Phylogenomics Resolves The Timing And Pattern Of Insect Evolution. - Supplementary File Archives - This README was written in June 2014 For any questions regarding the nature of our data, please contact Bernhard Misof (b.misof.zfmk AT uni-bonn.de) Misof et al. 2014: Phylogenomics resolves the timing and pattern of insect evolution. NOTE: In several files of these archives, some species names are different compared to the Supplementary Online Material and the original publication due to identification updates. The names in the publication are those which are valid. Here we provide a dictionary to accommodate these identification/name updates. Name in analyses files (outdated) Name in Suppl. Material Online/Manuscript (up to date) Explanation Sminthurus_vir_nig Sminthurus viridis Sample contains S. viridis and S. nigromaculatus. It is not clear whether S. nigromaculatus is a valid species or a synonym. Therefore, we consider this as S. viridis, submitted to NCBI as S. viridis. Pogonognathellus_lon_fla Pogonognathellus spp. Species mixture of P. longicornis and flavescens, listed as Pogonognathellus spp., submitted to NCBI as Pogonognathellus sp. Cheumatopsyche_sp Annulipalpia chimera Accidental mixture of 2 species both belonging to monophyletic Annulipalpia; listed as Annulipalpia chimera, submitted to NCBI as Annulipalpia sp. Hydroptilidae_sp Hydroptila spp. Species mixture of H. actia and H. argosa, listed as Hydroptila spp., submitted to NCBI as Hydroptila sp. AD-2013.

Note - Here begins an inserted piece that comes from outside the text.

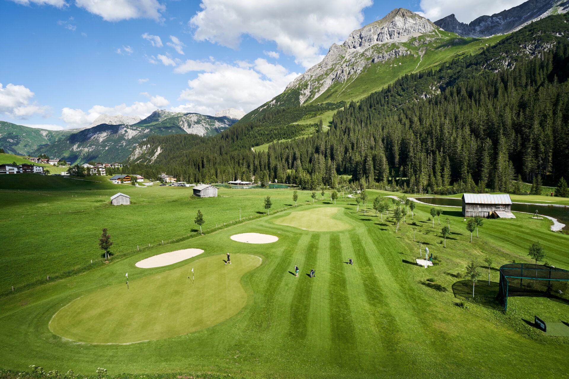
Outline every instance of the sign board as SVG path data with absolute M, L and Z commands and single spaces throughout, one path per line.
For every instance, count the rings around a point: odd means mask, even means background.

Eriocrania_subpurpurella Dyseriocrania subpurpurella Changed to valid name Dyseriocrania subpurpurella. Parides_arcas Parides eurimedes Changed to valid name Parides eurimedes. Trichocera_fuscata Trichocera saltator Changed to valid name Trichocera saltator. Cryptocercus_sp Cryptocercus wrighti Identified as Cryptocercus wrighti during the analyses process. Nannochorista_sp Nannochorista philpotti Identified as Nannochorista philpotti during the analyses process. Baetis pumilus Baetis sp. Identification not possible, changed to Baetis sp. Dichochrysa prasina Pseudomallada prasinus Changed to valid name Pseudomallada prasinus. MATERIALS AND METHODS Supplementary Archive 1. Directory including the ortholog set including 1,478 ortholog groups of the 12 reference species: alignments (FASTA format) serving as input for the profile Hidden Markov Models (phmms), generated phmms, and BLAST databases generated from the official gene sets for the reciprocal BLAST search (= ready to use for HaMStRad). Supplementary_Archive_1.tar.gz [236 MB] Supplementary Archive 2. Directory including (refined) multiple sequence alignments (MSAs) (not masked) of 1,478 ortholog groups (OGs) on amino acid level and corresponding nucleotide MSAs after removal of outliers. Supplementary_Archive_2.tar.gz [110 MB] Supplementary Archive 3. Directories including coordinates of the annotated Pfam-A and Pfam-B domains on amino acid (Pfam_coordinates_aa/) and on nucleotide level (Pfam_coordinates_nuc/) for each gene separately (amino acid level: *.aa_coords.txt; nucleotide level: *.nuc_coords.txt). Supplementary_Archive_3.tar.gz [399 KB] Supplementary Archive 4. Directory including MSAs of 85 meta-partitions (PHYLIP format) extracted from supermatrix C and used for estimating divergence times. File S4. Models for the analyses with BEAST v1.8 (supermatrix C).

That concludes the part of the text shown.